Furet retourne à son clavier, corrige tout et en sort la version politiquement correcte qui va parfaitement coller à la ligne éditoriale de la feuille de chou pleine d’encre qui tache.

« Une vieille dame se casse le col du fémur en rentrant chez elle ».

Le nouveau titre sera passe-partout. Et tant pis pour le tirage !

Le lendemain matin, le canard est sur le bureau du commissaire. Malgré toutes les contorsions sémantiques du Furet, un lecteur pas trop idiot arrive à décrypter. Neuville est furieux. Il décroche la ligne intérieure…

— Faites-moi monter Bianchi et Lequeux, immédiatement !

Trois minutes plus tard, la Brigade des mineurs au grand complet est au garde à vous devant le chef.

— Vous avez lu la presse, ce matin, Messieurs ?

— Non, pas encore, bredouille Hutch.

— Eh bien, vous auriez dû. On a encore une sale affaire aux Asphodèles et avec des mineurs par-dessus le marché…

— Mais on en vient, chef, on n’a rien trouvé…

— Je vous parle de l’agression sauvage de Madame Lelièvre, une octogénaire qui a été violemment frappée par une bande d’écoliers blacks et beurs pour lui voler toute sa pension, bon sang !

— Non, on est pas au courant.

— Vous devriez ! Vous avez vérifié la main courante…

— Oui, chef, il n’y a rien. On est sûr qu’elle n’a pas porté plainte, alors…

— Alors, vous ne faites rien. L’emmerdant, c’est que la presse s’en mêle. Que ça va donner une sale impression et faire monter le sentiment d’insécurité chez les personnes âgées.

— Vous nous aviez dit que l’important c’était les statistiques de plaintes…

— J’ai dit aussi que vous deviez justifier vos salaires… Cette affaire tombe mal, très mal. Va y avoir les élections partielles et le Maire vise le siège de député.

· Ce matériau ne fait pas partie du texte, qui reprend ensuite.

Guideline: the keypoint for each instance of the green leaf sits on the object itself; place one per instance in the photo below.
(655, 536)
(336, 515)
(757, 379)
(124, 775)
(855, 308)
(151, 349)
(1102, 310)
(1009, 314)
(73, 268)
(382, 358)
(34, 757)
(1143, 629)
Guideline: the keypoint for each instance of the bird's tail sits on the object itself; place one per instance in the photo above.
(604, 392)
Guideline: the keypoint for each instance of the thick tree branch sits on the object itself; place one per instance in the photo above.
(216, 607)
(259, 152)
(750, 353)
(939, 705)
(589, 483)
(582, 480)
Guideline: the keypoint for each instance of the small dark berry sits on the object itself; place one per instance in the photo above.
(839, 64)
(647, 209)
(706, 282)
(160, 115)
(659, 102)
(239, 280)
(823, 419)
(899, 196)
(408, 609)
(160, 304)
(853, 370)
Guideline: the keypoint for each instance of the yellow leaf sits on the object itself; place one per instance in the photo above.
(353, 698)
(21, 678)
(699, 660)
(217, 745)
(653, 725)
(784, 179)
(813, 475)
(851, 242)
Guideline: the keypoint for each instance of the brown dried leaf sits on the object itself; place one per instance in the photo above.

D’ici qu’il me tombe dessus, il n’y en a pas pour longtemps…

— Quels sont les ordres ? demande Starsky, un peu fayot.

— Vous filez là-bas et réactivez vos cousins vite fait. Il me faut des noms, il faut que ça bouge !

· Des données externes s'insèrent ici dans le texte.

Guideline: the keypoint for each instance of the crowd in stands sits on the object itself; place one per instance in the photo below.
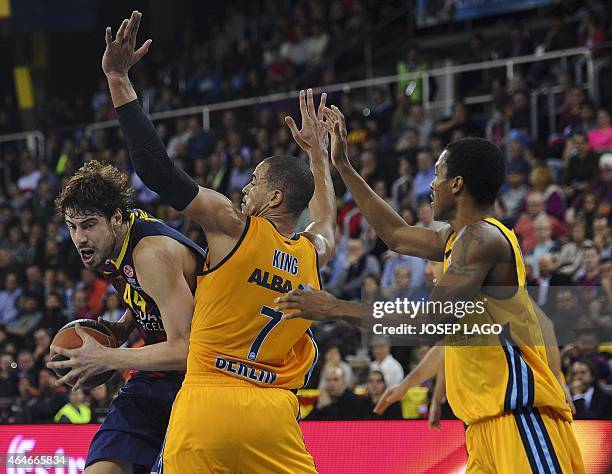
(557, 197)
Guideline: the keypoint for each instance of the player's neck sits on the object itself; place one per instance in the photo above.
(466, 215)
(121, 233)
(282, 222)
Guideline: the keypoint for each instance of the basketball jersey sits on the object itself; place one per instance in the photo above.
(122, 273)
(483, 381)
(235, 330)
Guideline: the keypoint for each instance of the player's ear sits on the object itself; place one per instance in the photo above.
(457, 184)
(117, 217)
(276, 198)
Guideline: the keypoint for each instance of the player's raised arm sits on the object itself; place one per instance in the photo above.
(213, 211)
(313, 139)
(388, 224)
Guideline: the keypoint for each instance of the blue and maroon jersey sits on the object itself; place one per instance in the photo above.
(123, 274)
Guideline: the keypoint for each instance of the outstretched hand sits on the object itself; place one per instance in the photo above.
(313, 137)
(121, 54)
(314, 305)
(337, 129)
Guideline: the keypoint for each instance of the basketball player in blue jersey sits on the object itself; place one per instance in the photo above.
(154, 268)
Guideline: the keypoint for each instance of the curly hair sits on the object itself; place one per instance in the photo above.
(481, 164)
(96, 188)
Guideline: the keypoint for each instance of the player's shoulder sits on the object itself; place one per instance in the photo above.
(153, 250)
(482, 240)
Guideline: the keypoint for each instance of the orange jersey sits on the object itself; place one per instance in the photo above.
(235, 329)
(483, 381)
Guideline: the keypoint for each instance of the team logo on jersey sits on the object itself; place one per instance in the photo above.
(129, 271)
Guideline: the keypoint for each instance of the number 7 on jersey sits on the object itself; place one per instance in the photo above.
(276, 317)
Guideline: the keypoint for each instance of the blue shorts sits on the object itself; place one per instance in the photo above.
(136, 423)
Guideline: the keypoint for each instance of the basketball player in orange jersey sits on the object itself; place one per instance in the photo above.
(515, 408)
(237, 410)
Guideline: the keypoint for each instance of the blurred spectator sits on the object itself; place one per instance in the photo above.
(401, 189)
(590, 401)
(336, 401)
(588, 274)
(514, 193)
(29, 318)
(393, 261)
(543, 245)
(548, 277)
(384, 361)
(354, 267)
(525, 225)
(8, 376)
(421, 185)
(9, 296)
(600, 138)
(419, 121)
(75, 411)
(554, 199)
(375, 387)
(571, 254)
(581, 164)
(42, 341)
(592, 34)
(333, 358)
(459, 120)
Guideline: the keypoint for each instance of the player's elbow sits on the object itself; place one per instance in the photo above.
(180, 348)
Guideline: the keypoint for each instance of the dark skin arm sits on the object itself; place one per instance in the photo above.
(120, 329)
(388, 224)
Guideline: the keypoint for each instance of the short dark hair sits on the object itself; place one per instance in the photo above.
(292, 176)
(96, 188)
(481, 165)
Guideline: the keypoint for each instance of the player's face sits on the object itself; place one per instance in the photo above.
(441, 194)
(257, 197)
(93, 236)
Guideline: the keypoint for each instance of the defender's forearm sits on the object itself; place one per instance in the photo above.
(322, 206)
(150, 160)
(161, 356)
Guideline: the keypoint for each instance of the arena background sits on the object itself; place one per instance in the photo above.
(531, 75)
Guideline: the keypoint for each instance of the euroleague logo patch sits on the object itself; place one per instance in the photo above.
(129, 271)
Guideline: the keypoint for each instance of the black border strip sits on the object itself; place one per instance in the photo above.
(525, 440)
(232, 252)
(549, 444)
(536, 441)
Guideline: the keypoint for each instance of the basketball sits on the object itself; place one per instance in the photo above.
(68, 338)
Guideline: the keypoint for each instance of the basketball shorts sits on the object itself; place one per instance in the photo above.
(136, 423)
(529, 440)
(225, 425)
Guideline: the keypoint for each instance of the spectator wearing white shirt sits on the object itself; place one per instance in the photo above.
(385, 362)
(28, 182)
(8, 299)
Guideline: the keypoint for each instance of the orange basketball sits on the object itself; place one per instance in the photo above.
(68, 338)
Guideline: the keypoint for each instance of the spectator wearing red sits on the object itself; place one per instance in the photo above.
(600, 138)
(525, 228)
(591, 402)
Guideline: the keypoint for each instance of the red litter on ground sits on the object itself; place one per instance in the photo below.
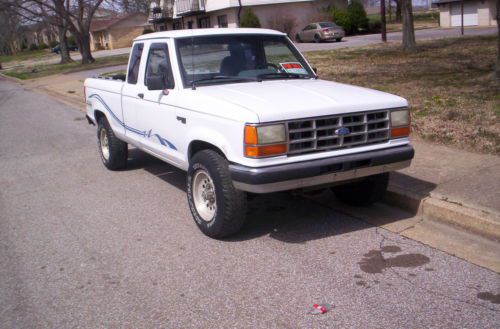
(320, 309)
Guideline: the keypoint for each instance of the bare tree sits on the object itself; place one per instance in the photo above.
(80, 17)
(409, 43)
(398, 10)
(498, 40)
(72, 15)
(383, 26)
(9, 28)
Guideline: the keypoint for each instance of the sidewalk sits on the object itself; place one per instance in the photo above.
(443, 184)
(451, 186)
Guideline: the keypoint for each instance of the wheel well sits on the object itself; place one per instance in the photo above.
(98, 115)
(197, 146)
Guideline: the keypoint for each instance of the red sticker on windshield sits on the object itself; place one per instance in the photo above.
(293, 67)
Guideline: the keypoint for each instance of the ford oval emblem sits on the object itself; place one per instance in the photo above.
(342, 131)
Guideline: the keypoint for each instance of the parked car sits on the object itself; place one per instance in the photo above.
(242, 111)
(319, 32)
(57, 49)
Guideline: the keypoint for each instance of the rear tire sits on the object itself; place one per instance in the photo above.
(218, 208)
(114, 152)
(363, 193)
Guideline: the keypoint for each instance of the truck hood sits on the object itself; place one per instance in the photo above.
(277, 100)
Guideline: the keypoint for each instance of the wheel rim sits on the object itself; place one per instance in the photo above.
(103, 142)
(204, 195)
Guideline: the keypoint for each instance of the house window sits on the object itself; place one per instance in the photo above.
(177, 25)
(222, 20)
(204, 22)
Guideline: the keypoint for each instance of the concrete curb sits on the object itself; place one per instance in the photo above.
(485, 223)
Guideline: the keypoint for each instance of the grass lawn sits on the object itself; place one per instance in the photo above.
(421, 20)
(449, 84)
(39, 71)
(27, 54)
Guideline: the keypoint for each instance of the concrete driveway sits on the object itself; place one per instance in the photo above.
(83, 247)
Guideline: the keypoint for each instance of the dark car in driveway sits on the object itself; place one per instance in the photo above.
(57, 49)
(318, 32)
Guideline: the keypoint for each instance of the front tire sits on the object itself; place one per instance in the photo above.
(363, 193)
(114, 152)
(218, 208)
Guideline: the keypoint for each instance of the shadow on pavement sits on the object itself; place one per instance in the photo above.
(290, 217)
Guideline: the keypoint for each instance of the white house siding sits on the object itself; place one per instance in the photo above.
(476, 13)
(302, 11)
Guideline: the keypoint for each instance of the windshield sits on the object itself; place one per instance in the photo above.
(239, 58)
(326, 25)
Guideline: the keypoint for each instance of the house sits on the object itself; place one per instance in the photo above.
(38, 34)
(290, 15)
(116, 31)
(476, 12)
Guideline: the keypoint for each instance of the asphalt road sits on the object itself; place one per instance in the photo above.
(347, 42)
(83, 247)
(420, 35)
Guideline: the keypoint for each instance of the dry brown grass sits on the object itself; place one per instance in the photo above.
(453, 95)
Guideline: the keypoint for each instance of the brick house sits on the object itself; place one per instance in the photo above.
(116, 31)
(476, 12)
(187, 14)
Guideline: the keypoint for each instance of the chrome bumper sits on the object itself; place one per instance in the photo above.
(320, 172)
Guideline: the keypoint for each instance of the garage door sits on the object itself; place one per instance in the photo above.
(470, 14)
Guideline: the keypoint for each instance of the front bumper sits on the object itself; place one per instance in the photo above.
(321, 171)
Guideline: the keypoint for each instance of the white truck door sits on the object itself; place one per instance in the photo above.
(132, 95)
(158, 115)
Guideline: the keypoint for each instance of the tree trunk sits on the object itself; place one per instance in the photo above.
(498, 40)
(63, 45)
(85, 49)
(83, 41)
(409, 44)
(398, 11)
(383, 29)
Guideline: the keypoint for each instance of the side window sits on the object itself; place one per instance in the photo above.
(135, 63)
(158, 68)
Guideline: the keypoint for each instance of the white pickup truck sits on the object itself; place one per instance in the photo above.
(242, 111)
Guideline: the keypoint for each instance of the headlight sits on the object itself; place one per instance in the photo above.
(271, 134)
(400, 118)
(262, 141)
(400, 123)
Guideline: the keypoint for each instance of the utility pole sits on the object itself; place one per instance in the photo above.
(462, 8)
(382, 20)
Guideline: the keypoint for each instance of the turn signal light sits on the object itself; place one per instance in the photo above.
(400, 132)
(250, 135)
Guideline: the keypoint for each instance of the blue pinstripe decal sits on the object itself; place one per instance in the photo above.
(144, 134)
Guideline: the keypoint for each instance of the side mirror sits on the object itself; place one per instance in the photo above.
(155, 83)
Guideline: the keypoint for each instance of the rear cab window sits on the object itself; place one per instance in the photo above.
(158, 65)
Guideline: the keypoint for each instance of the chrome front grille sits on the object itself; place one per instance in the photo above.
(322, 134)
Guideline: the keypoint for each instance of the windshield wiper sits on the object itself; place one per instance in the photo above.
(283, 75)
(225, 77)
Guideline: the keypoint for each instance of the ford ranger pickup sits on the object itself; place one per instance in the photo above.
(243, 112)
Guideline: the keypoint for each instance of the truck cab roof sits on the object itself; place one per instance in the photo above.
(204, 32)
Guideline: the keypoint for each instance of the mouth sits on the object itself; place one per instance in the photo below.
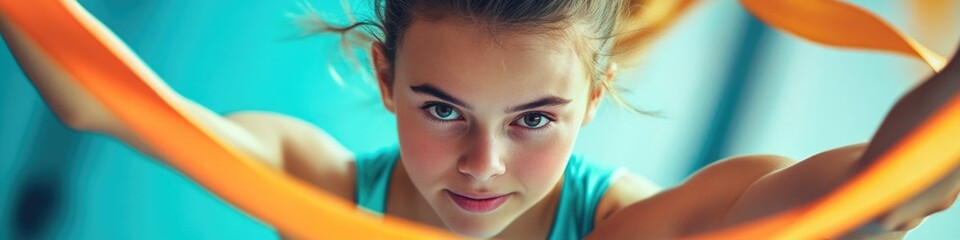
(478, 204)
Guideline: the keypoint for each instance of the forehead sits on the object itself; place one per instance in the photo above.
(471, 61)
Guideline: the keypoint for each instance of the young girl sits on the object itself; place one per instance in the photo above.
(489, 97)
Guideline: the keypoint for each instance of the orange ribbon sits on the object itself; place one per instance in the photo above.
(102, 65)
(839, 24)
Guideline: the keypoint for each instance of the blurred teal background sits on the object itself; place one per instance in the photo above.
(725, 83)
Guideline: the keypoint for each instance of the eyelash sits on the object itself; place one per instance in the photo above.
(425, 109)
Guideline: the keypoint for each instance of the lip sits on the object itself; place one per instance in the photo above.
(478, 203)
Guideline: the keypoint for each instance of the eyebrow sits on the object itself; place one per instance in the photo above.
(428, 89)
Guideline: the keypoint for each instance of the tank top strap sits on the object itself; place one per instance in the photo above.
(373, 178)
(584, 184)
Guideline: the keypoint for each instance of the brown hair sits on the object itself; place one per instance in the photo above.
(619, 28)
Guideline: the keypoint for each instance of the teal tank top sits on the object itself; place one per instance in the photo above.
(583, 186)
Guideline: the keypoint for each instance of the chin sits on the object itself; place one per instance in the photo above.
(475, 230)
(474, 226)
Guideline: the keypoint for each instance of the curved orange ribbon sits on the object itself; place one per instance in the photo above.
(102, 65)
(840, 24)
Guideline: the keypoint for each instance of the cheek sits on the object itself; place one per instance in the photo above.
(539, 166)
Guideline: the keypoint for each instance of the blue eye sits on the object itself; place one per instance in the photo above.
(533, 120)
(443, 112)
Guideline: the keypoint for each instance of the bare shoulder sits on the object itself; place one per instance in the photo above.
(626, 188)
(304, 150)
(696, 205)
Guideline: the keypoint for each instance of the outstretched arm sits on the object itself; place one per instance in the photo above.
(281, 142)
(741, 189)
(815, 177)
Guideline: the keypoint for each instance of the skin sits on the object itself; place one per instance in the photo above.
(486, 150)
(482, 145)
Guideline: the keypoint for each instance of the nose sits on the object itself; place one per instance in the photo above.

— Mais on va se faire bombarder si on y va. Même les pompiers l’autre jour y ont eu droit. Eux, ils sont venus porter plainte !

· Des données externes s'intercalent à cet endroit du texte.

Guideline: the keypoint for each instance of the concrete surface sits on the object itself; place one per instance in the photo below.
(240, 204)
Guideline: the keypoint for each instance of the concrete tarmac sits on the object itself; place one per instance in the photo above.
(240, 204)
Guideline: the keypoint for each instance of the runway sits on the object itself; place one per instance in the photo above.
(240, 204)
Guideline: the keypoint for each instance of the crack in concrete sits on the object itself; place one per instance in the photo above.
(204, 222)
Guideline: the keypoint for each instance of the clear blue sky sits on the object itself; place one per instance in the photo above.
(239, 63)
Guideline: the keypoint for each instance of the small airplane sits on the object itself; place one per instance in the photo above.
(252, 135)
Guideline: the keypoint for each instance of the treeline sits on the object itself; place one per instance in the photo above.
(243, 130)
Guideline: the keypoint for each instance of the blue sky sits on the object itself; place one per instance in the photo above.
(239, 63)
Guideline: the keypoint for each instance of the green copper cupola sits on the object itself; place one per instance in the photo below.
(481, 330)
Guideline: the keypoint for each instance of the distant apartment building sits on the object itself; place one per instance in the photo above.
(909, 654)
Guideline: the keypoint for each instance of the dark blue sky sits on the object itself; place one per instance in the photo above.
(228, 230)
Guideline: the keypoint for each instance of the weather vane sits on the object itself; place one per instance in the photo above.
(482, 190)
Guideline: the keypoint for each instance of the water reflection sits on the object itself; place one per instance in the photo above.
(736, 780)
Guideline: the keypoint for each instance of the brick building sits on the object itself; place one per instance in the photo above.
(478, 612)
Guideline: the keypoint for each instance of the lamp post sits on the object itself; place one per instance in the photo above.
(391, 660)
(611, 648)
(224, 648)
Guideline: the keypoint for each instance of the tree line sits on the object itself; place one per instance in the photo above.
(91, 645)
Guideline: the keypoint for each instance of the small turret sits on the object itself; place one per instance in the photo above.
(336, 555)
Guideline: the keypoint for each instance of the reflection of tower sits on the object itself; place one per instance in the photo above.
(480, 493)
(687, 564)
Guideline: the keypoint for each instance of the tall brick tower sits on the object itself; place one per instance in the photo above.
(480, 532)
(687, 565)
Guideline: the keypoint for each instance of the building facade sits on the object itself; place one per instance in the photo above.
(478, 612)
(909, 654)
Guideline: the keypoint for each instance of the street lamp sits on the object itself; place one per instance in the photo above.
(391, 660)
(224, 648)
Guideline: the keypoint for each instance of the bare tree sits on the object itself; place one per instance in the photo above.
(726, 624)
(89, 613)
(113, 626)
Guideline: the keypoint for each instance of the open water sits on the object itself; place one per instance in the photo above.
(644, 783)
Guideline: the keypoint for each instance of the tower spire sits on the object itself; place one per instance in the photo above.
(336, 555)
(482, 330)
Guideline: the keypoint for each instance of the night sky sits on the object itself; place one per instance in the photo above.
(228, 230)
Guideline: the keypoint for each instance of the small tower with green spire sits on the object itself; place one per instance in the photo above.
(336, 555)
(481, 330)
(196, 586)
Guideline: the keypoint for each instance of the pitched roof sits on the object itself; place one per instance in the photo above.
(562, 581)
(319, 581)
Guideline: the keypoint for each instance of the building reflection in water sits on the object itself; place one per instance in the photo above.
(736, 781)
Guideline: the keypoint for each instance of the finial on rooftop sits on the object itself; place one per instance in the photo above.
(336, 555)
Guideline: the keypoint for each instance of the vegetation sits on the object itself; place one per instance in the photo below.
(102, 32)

— Allez-y quand même. Et s’il le faut, mettez des habits couleur de muraille, mais je veux savoir quels mômes ont fait le coup.

À peine arrivés aux « Faux As », Starsky et Hutch ont droit, à titre de bienvenue, à une belle volée de cailloux. Un pare-brise à changer au frais du contribuable. Quelques infos recueillies auprès de témoins qui veulent bien ouvrir la bouche dans un recoin sombre mais qui ne viendront jamais témoigner à un procès ni même signer quoi que ce soit.

— On a quand même un nom, fait Hutch, presque triomphant. On est sûr que c’est les Traoré. Il suffira que la vieille les reconnaisse et c’est bon.

— Tu parles. On avait même pas besoin de venir se faire caillasser pour savoir que c’était eux !

— Et si elle porte pas plainte, on passera à autre chose.